Northern Myths and Legends
No Prerequisites
Instructor: Dr. Charles A. Grair
Office: FL 260
Charles.Grair@ttu.edu
Office Hours: Monday and Wednesday
12:00-2:00, and by appointment.
• Full text of Syllabus, Course Plan, and
Lecture notes are available online.
Course Website:
http://www.depts.ttu.edu/classic_modern/german/germ2313.php
Johann Gottfried Herder
1744 - 1803
A major figure of German intellectual history, he
influenced romantic age conceptions of culture and
history.
Champion of folk culture and folk literature.
Jacob (1785-1863)
Wilhelm (1786-1859)
Grimm
Interested in German history and cultural identity.
They studied folk tales, sagas, mythology, and
especially language and language history.
What is a myth?
• From the Greek word mythos, literally “utterance.”

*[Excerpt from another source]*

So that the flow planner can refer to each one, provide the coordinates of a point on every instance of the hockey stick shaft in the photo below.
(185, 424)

• Colloquially, myth often denotes a common,
though untrue story.
• Originally a traditional story of gods and
goddesses in a cosmic setting in a remote past.

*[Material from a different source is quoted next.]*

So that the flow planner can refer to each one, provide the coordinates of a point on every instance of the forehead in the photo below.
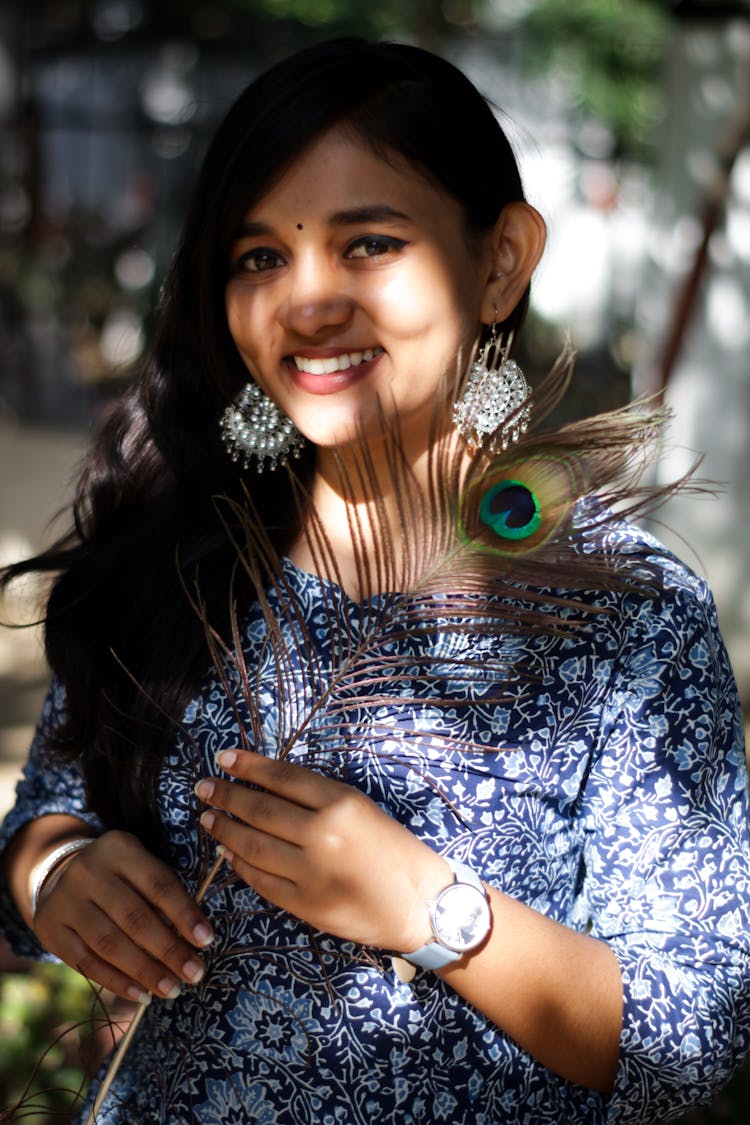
(341, 171)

• An oral phenomenon, often survives in several at
times contradictory versions (esp. the case for
Germanic myth).
• Myth separate from religious beliefs and from
ritual practices, though often closely connected
• Myths represent a community’s distinctive view of
the world, its values and its goals, things of
collective importance.
What is a Legend?
• From a Latin root referring to collecting or
reading.
• Traditional stories of mortal heroes instead of
divine figures.
• Legends usually regarded as “history” by preliterate peoples, often have actual historical
basis (though greatly fictionalized).
• Legends celebrate people at the top of a
society, such as heroes, kings, dynasties, and
are usually linked with specific places and
times.
What is a folktale or a fairy tale?
• Folktales generally refer to stories about common
people, such as peasants and villagers.
• Fantastic elements are common, but feature only
lesser figures of popular imagination, witches,
giants, trolls, elves, dwarfs, etc.
• There is no historical basis to folk tales; the events
are “timeless” and set in a land far far away and
long long ago.
• Folk tales represent a peasant perspective rather
than the heroic perspective of legends or the
cosmic perspective of myths.
What is a saga?
• Collections of long narratives about a particular
individual, enterprise, locale, or family are often
termed sagas.
• A more precise definition refers to the prose
tales composed in Iceland from 1150 to 1450 CE,
based on traditional oral sources.
• Many different kinds of sagas were written in
Iceland, such as sagas of kings and saints, or of
ancient heroes.
• Icelandic family sagas are based on local history
passed down from the Viking age.
What can we learn from a myth?
• Myths provide a basic foundation for religion.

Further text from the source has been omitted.